Diagnosis of bilateral Fuchs’ heterochromic iridocyclitis with a complicated cataract was made probably of viral origin. A sample of aqueous humor (AH) was drawn through a paracentesis at the beginning of the cataract surgery for RT-PCR and the anterior capsule was removed during the capsulorrhexis in the left eye for histopathological examination.
Reverse transcriptase PCR for rubella virus on the AH was carried out using primers and protocols as described earlier found to be negative. Chikungunya virus was quantified in the AH using GenSens Chikungunya RT-PCR kit (Genome Diagnostics Pvt. Ltd., Solan, Himachal Pradesh, India) and Corbett Rotor Gene 6000 (Australia). The RT-PCR assay detected 98 copies/ml of chikungunya virus RNA in the anterior chamber tap [Fig. 4]. Lens capsule was negative for the microorganisms by histopathological examination. Following cataract surgery, her best corrected visual acuity improved to 20/20 in the left eye [Fig. 5].

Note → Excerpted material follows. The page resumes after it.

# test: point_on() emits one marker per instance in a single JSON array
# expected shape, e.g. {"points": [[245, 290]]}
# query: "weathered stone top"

Chikungunya is a single-stranded RNA virus. It can cause conjunctivitis, iridocyclitis, episcleritis, scleritis, keratitis, retinitis,[6,7] neuroretinitis, choroiditis, panuveitis, and optic neuritis.
Confocal microscopy of keratic precipitates in Fuchs’ heterochromic iridocyclitis are globular keratic precipitates, infiltrating and dendritiform, stippled, and cruciform as described by Kanavi et al.
The stippled pattern of keratic precipitates in both eyes was present which is similar to that reported by Kanavi et al. whereas the tripod dendritic pattern of keratic precipitates was noted in the left eye by confocal microscopy. We had an epidemic of chikungunya. The patient had fever suggestive of chikungunya which made us do the RT-PCR for chikungunya in the aqueous humor at the time of cataract surgery. The presence of chikungunya RNA virus in the AH of Fuchs’ heterochromic iridocyclitis suggests that chikungunya virus infection is present in a case of Fuchs’ heterochromic iridocyclitis, although it is not clear if the chikungunya virus was the initiator of the disease or a coincidental finding. This association reinforces the theory based on the putative role of an infectious agent associated with different forms of Fuchs’ heterochromic iridocyclitis. To the best of our knowledge, this is the first report where the presence of chikungunya virus RNA has been demonstrated in the case of Fuchs’ heterochromic iridocyclitis.